While the script does help with quickly getting back to working wireless most of the time, I’ve since switched to connecting my machines via Ethernet to a DD-WRT device running in repeater-bridge mode which has proven for a rock-solid connection to my wireless router, until I figure out the underlying reason for the microcode crashes.

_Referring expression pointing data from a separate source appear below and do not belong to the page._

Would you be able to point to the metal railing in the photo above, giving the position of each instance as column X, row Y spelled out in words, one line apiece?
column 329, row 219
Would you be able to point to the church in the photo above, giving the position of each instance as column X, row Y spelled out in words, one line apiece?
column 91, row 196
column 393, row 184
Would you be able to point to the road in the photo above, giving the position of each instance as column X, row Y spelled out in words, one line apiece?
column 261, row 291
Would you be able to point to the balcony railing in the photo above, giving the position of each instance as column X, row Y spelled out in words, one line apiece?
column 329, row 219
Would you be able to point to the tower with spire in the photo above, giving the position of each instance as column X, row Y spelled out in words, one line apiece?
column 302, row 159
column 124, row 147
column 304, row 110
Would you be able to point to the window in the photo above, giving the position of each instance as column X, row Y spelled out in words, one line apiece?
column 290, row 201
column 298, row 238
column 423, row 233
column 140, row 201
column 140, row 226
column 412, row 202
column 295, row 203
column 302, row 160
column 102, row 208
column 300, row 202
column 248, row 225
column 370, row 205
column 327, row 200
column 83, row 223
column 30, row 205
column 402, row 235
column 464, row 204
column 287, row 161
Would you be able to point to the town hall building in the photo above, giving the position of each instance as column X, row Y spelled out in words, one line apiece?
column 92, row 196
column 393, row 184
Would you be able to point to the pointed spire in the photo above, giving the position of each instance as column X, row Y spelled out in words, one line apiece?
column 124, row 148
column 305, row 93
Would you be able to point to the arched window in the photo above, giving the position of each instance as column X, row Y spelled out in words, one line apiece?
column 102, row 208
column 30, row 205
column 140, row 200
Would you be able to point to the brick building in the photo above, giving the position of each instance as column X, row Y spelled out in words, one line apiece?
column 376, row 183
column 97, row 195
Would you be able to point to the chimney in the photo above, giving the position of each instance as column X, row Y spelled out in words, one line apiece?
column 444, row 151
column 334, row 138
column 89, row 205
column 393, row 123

Daniel Robbins of the Gentoo/Funtoo projects suggests disabling antenna aggregation (11n_disable=4), which, although indeed allows for greater reliability, accordingly results in much slower transfer speeds. While reliability is important, especially during COVID-19, we can’t simply sweep performance under the rug, so the search for the proper solution continues.